FECAFOOT ET SAMUEL ETO’O : UNE GESTION À CONTRE-COURANT DES INTÉRÊTS DES LIONS INDOMPTABLES
Alors que les Lions Indomptables s’apprêtent à disputer deux matchs décisifs en septembre prochain dans le cadre des éliminatoires pour la Coupe du monde 2026, la Fédération camerounaise de football, dirigée par Samuel Eto’o, envisage un remaniement du staff technique. Une décision vivement critiquée par le journaliste Raphaël Nkoa, qui alerte sur les risques d’une telle instabilité. Entre querelles institutionnelles et enjeux sportifs, la Fecafoot semble naviguer à contre-courant de l’intérêt national.

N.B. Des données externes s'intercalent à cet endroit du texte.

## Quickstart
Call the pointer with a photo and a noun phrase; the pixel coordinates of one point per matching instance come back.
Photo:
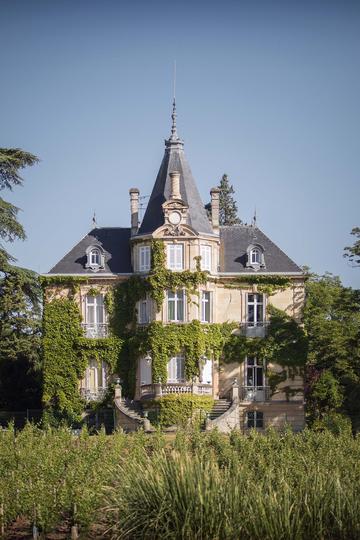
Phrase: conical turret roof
(174, 160)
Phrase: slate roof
(234, 242)
(116, 246)
(175, 160)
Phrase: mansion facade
(233, 257)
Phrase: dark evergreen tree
(228, 207)
(332, 324)
(11, 161)
(353, 252)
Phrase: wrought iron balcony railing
(95, 330)
(258, 329)
(254, 393)
(93, 394)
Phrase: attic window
(255, 257)
(95, 258)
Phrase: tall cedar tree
(20, 300)
(11, 161)
(332, 324)
(228, 207)
(353, 252)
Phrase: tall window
(255, 309)
(205, 306)
(254, 372)
(95, 310)
(95, 257)
(175, 301)
(255, 256)
(176, 369)
(144, 258)
(175, 256)
(254, 419)
(144, 311)
(205, 252)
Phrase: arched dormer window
(255, 257)
(95, 258)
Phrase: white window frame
(179, 296)
(256, 302)
(258, 418)
(203, 303)
(175, 257)
(206, 257)
(94, 304)
(255, 256)
(144, 258)
(176, 367)
(144, 304)
(255, 366)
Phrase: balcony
(254, 393)
(258, 329)
(159, 389)
(93, 394)
(95, 330)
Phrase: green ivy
(177, 409)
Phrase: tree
(20, 331)
(332, 324)
(11, 161)
(228, 207)
(353, 252)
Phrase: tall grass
(197, 486)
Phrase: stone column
(215, 208)
(134, 209)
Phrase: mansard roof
(234, 243)
(115, 244)
(175, 160)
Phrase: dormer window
(255, 257)
(95, 258)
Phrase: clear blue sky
(267, 92)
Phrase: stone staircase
(219, 408)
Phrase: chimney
(215, 208)
(175, 185)
(134, 209)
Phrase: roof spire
(174, 136)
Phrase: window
(205, 306)
(176, 369)
(95, 258)
(254, 372)
(144, 315)
(175, 256)
(205, 252)
(95, 311)
(144, 258)
(255, 256)
(176, 305)
(94, 384)
(255, 309)
(254, 419)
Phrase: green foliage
(228, 207)
(63, 366)
(20, 325)
(11, 161)
(179, 409)
(332, 324)
(352, 253)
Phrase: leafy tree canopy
(11, 161)
(332, 324)
(353, 252)
(228, 207)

La Fédération camerounaise de football (Fecafoot), dirigée depuis 2021 par l’ancien capitaine emblématique Samuel Eto’o, fait une nouvelle fois l’objet de vives critiques. Cette fois, c’est le journaliste sportif Raphaël Nkoa qui prend la parole pour dénoncer ce qu’il considère comme une dérive administrative aux conséquences sportives potentiellement désastreuses : la volonté manifeste de la Fecafoot de changer le staff technique des Lions Indomptables à quelques semaines de deux matchs cruciaux pour la qualification à la Coupe du monde 2026.

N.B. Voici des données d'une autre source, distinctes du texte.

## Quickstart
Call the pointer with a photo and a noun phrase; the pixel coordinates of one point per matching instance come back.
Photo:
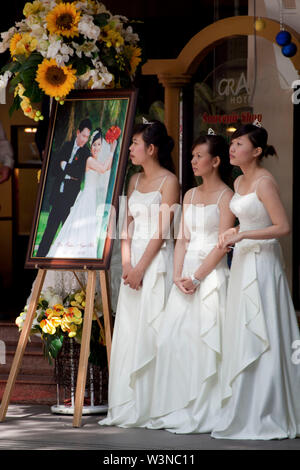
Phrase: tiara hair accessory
(256, 123)
(211, 132)
(145, 121)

Dans une sortie médiatique sans détour, Raphaël Nkoa interpelle publiquement la Fecafoot et son président sur ce qu’il qualifie d’« erreur stratégique majeure ». Selon lui, remettre en question le poste de Marc Brys, actuel sélectionneur de l’équipe nationale, relève d’une pure inconscience, surtout lorsque l’on prend en compte le bilan positif de ce dernier : aucun match perdu depuis sa prise de fonction. « Dans la logique de la Fecafoot, il est question de doter les Lions Indomptables d’un nouveau staff. Ce qui serait incongru si l’on considère le bilan de Marc qui n’a concédé aucune défaite jusqu’ici », déclare-t-il.
Ce débat ressurgit dans un climat de tension entre le ministère des Sports et la Fédération, dont les querelles de pouvoir se répercutent directement sur la stabilité de l’encadrement technique. Marc Brys, nommé par le gouvernement, n’a jamais véritablement été accepté par Samuel Eto’o, qui a tenté à plusieurs reprises d’imposer un autre staff plus proche de sa ligne. Résultat : une guerre froide institutionnelle qui se joue sur fond d’égos, de calculs politiciens et de manœuvres de coulisse, au détriment de l’intérêt supérieur de l’équipe nationale.

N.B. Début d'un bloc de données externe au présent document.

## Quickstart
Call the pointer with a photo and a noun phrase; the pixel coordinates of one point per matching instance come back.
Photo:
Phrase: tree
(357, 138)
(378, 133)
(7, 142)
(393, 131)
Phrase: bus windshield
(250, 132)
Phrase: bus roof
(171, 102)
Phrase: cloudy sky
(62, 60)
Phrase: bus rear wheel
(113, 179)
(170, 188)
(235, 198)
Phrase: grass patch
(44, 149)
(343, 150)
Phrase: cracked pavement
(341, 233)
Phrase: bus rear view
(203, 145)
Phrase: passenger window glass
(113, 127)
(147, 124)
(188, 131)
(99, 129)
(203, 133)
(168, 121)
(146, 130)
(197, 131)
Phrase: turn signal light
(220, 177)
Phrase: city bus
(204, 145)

Raphaël Nkoa appelle donc à la responsabilité : « Le contexte ne s’y prête pas. Les Lions jouent leur avenir dans la course à la qualification à la prochaine Coupe du monde. Un chamboulement de l’encadrement technique est susceptible de briser la belle dynamique observée jusqu’ici. » Il en appelle à une forme de lucidité de la part de la Fecafoot, qui devrait selon lui comprendre les enjeux du moment et ne pas sacrifier la stabilité sur l’autel des rancunes personnelles. « Il faut juger de l’opportunité des actes, comprendre les enjeux et privilégier l’intérêt de la sélection pour pérenniser les acquis », insiste-t-il.
Au-delà de l’affaire Marc Brys, cette situation révèle un malaise profond au sein de la gouvernance du football camerounais. Depuis l’arrivée de Samuel Eto’o à la tête de la Fecafoot, plusieurs décisions controversées ont alimenté la méfiance du public : exclusion de journalistes, sanctions ciblées contre des acteurs du football, conflit permanent avec les autorités publiques, absence de stabilité à la tête des sélections nationales… Tout cela sur fond d’un management jugé autoritaire, voire solitaire, où le consensus semble de plus en plus difficile à atteindre.
Dans les milieux sportifs et médiatiques, la question se pose désormais avec insistance : Samuel Eto’o est-il toujours l’homme de la situation pour conduire sereinement le football camerounais vers de nouveaux sommets ? Sa légitimité sportive est incontestable, mais sa gestion administrative, marquée par des conflits répétés, jette le doute sur sa capacité à rassembler et à projeter durablement le Cameroun sur l’échiquier du football mondial. Pour beaucoup, maintenir Marc Brys, c’est envoyer un signal de stabilité et de sérieux. Le Cameroun a besoin d’un projet cohérent, pas d’un champ de bataille entre égos. L’avenir des Lions Indomptables mérite mieux que des calculs de palais.